No one has a firm grip on the coronavirus, with some virologists arguing that you can catch it, and then catch it again. Will the vaccine be like the kind of vaccines that stop polio and the measles, or will it be more like the kind that tries to stop the flu, but doesn’t always do the job? Depends on the drug maker. We will all know the answer one of these days.
For now, the $50 billion gain in market cap for five well-known biotech firms is overblown, even under the assumption that a Covid vaccine becomes mandatory.
The “life will never be the same” crowd is effectively shorting the efficacy of 200,000 years of human evolution, says McCarthy. “I’ll take the other side of that bet.”

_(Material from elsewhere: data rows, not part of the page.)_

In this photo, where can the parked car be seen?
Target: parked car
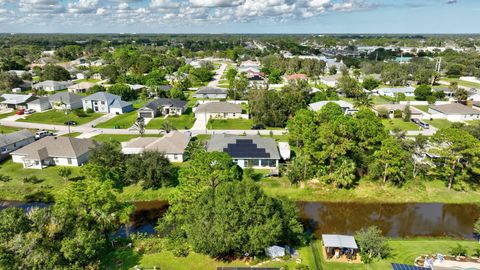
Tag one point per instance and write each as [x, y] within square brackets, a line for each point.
[42, 133]
[259, 126]
[70, 123]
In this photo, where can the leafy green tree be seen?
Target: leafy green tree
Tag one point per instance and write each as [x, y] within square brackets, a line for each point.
[55, 73]
[152, 169]
[370, 83]
[391, 162]
[422, 92]
[372, 244]
[459, 154]
[122, 90]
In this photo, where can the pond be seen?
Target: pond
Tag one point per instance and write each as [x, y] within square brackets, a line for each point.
[394, 219]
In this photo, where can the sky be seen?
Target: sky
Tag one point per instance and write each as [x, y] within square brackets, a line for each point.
[239, 16]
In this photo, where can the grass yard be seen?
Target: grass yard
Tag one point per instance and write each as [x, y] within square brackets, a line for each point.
[56, 117]
[16, 189]
[433, 191]
[439, 123]
[185, 121]
[166, 261]
[403, 251]
[391, 124]
[119, 137]
[230, 124]
[6, 130]
[460, 82]
[5, 115]
[123, 121]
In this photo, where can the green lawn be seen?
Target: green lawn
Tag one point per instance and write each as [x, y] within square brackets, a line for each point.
[123, 121]
[460, 82]
[120, 137]
[439, 123]
[230, 124]
[391, 124]
[6, 130]
[405, 251]
[56, 117]
[5, 115]
[16, 189]
[185, 121]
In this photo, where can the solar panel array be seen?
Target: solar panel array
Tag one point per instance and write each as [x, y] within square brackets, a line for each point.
[245, 148]
[398, 266]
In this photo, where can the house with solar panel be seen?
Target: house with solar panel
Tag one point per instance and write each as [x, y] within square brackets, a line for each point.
[247, 151]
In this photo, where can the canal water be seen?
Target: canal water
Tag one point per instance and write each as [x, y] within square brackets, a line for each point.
[394, 219]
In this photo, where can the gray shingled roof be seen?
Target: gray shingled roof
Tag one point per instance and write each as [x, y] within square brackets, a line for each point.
[454, 108]
[219, 107]
[211, 90]
[161, 102]
[56, 147]
[65, 97]
[221, 142]
[17, 136]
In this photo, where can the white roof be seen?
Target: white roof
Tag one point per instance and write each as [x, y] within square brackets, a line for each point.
[318, 105]
[340, 241]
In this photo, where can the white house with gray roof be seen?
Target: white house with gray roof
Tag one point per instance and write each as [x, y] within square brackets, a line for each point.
[104, 102]
[247, 151]
[62, 100]
[454, 112]
[13, 141]
[219, 110]
[163, 106]
[52, 85]
[171, 145]
[49, 151]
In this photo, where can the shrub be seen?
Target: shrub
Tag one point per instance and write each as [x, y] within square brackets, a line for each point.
[458, 250]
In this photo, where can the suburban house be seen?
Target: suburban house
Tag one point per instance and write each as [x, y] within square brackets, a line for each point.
[66, 100]
[104, 102]
[391, 92]
[295, 77]
[454, 112]
[391, 108]
[48, 151]
[80, 87]
[13, 141]
[163, 106]
[211, 92]
[346, 106]
[223, 110]
[17, 101]
[51, 85]
[40, 104]
[171, 145]
[247, 151]
[330, 80]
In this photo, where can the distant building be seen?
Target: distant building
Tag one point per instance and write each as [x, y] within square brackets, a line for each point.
[171, 145]
[163, 106]
[64, 151]
[247, 151]
[219, 110]
[211, 93]
[454, 112]
[103, 102]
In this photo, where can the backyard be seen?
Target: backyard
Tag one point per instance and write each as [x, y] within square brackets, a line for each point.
[56, 117]
[398, 123]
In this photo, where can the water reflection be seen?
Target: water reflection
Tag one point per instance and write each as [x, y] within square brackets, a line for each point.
[395, 220]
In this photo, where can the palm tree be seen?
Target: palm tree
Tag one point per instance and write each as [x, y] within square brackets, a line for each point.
[363, 101]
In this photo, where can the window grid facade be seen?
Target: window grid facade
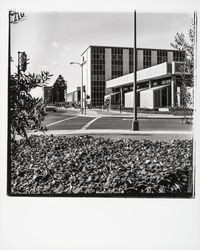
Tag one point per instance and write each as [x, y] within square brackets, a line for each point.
[146, 58]
[131, 63]
[179, 56]
[117, 62]
[97, 75]
[98, 81]
[161, 56]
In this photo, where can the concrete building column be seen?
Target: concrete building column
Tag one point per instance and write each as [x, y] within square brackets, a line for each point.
[150, 84]
[173, 91]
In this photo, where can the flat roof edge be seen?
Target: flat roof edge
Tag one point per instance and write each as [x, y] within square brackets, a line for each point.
[126, 47]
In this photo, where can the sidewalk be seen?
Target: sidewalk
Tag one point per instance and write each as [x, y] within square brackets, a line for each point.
[114, 113]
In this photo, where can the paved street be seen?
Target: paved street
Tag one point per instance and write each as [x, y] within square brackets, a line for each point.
[72, 121]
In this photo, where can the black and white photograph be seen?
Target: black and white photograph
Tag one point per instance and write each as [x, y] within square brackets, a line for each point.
[99, 125]
[101, 104]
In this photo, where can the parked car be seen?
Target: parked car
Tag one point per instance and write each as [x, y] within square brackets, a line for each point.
[50, 108]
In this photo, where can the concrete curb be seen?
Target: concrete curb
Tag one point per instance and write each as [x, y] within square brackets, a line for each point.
[108, 131]
[139, 117]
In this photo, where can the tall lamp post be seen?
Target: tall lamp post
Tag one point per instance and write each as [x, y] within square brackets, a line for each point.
[81, 65]
[135, 123]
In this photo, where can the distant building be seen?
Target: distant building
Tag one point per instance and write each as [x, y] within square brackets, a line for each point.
[59, 90]
[104, 64]
[73, 97]
[47, 94]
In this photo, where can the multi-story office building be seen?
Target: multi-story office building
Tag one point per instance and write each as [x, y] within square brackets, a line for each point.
[47, 94]
[104, 63]
[73, 97]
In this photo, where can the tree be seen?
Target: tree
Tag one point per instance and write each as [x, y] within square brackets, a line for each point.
[182, 43]
[25, 111]
[59, 88]
[186, 44]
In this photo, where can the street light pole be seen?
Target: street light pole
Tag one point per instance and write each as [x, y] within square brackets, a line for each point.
[135, 124]
[81, 65]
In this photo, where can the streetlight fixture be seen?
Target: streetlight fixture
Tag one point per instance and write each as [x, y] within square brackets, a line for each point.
[135, 124]
[81, 65]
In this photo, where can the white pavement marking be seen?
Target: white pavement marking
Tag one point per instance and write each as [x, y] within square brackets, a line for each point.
[53, 123]
[89, 123]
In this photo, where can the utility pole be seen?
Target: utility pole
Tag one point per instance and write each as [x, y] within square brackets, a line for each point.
[135, 123]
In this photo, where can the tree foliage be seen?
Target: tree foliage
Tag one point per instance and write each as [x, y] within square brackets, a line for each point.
[186, 44]
[182, 43]
[26, 111]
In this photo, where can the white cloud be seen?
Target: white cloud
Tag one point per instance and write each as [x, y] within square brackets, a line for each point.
[42, 67]
[54, 63]
[63, 54]
[54, 44]
[66, 48]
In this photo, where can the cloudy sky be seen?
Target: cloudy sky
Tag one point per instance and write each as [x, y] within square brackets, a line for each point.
[53, 40]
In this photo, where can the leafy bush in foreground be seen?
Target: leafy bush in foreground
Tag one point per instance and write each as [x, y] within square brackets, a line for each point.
[87, 165]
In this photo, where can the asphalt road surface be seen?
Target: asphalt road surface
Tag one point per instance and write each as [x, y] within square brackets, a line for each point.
[64, 121]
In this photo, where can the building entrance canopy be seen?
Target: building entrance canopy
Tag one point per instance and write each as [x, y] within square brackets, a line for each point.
[159, 71]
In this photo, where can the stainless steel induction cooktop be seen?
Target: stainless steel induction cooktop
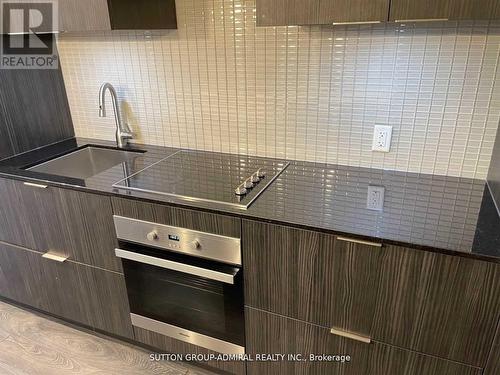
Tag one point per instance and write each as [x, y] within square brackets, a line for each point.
[198, 176]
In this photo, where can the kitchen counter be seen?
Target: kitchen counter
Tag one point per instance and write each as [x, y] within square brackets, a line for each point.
[438, 213]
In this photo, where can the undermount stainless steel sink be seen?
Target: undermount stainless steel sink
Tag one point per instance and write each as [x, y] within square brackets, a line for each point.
[85, 163]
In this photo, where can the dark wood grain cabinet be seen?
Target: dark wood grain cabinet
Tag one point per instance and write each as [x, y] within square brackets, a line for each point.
[65, 222]
[313, 12]
[171, 345]
[310, 276]
[444, 9]
[493, 365]
[76, 292]
[271, 333]
[178, 217]
[437, 304]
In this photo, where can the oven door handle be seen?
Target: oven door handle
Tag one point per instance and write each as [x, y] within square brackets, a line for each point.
[227, 278]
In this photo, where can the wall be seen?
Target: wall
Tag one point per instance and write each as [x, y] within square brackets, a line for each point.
[34, 110]
[311, 93]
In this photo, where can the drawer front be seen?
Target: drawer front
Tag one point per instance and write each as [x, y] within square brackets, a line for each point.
[178, 217]
[72, 291]
[15, 218]
[60, 221]
[310, 276]
[169, 345]
[270, 333]
[21, 277]
[447, 306]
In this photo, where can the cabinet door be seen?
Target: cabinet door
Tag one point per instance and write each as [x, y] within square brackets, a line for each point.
[270, 333]
[67, 222]
[310, 276]
[442, 305]
[144, 14]
[444, 9]
[79, 293]
[88, 15]
[315, 12]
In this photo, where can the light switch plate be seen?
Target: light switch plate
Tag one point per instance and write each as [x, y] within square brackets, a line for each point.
[375, 199]
[382, 135]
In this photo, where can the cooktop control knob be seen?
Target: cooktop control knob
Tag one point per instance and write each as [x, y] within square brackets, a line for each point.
[241, 190]
[153, 236]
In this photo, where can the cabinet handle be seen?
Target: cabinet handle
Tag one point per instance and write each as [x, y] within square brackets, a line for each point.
[39, 186]
[348, 335]
[423, 20]
[356, 23]
[362, 242]
[55, 257]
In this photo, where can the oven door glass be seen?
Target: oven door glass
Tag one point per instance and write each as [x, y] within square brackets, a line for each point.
[199, 295]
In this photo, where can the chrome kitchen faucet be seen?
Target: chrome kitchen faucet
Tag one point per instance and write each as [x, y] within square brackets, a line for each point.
[123, 133]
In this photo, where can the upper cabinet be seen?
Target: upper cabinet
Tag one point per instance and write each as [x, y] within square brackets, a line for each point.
[402, 10]
[318, 12]
[314, 12]
[143, 14]
[88, 15]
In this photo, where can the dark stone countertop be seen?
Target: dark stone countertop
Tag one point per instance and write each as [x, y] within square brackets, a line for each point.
[439, 213]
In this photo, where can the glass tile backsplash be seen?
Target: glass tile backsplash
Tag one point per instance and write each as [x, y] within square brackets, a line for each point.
[220, 83]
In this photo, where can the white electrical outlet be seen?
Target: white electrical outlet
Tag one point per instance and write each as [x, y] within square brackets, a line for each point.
[375, 200]
[382, 135]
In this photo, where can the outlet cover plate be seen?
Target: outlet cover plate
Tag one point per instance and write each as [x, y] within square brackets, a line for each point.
[382, 135]
[375, 198]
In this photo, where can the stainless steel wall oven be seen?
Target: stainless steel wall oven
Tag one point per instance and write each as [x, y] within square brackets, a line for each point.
[183, 283]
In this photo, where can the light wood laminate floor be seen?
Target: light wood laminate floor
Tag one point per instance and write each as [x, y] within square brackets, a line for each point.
[31, 344]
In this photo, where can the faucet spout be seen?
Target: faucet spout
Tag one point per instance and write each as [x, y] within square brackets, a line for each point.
[123, 133]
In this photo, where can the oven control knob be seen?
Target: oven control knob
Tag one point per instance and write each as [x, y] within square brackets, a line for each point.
[153, 236]
[195, 245]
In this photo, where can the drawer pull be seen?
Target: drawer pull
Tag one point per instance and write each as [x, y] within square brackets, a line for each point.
[348, 335]
[362, 242]
[39, 186]
[356, 23]
[423, 20]
[55, 257]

As the markets relax from their sugar highs, gold is rising, the dollar is weakening, and all of this bodes well for emerging markets that have not kept pace with the developed world despite historically low rates there as well.
Russia cut its benchmark rate to 4.25% on Friday.
Brazil’s benchmark interest rates has been cut by over 1000 basis points since the start of the pandemic. The market has been hyper focused on tech and drug makers in the U.S. and China. The trend is changing, but that trend doesn’t seem to have a long shelf life.
“We are still stuck in a time of uncertainty even if markets wish that we weren’t,” says Julia Hermann, senior global strategy analyst at Cartica Management. “It’s hard to argue for a broad-based rally in anything, let alone emerging markets. We still don’t know a lot about this virus, and economic data has been mixed or heavily contradictory,” she says. “A lot is still dependent on policy support.”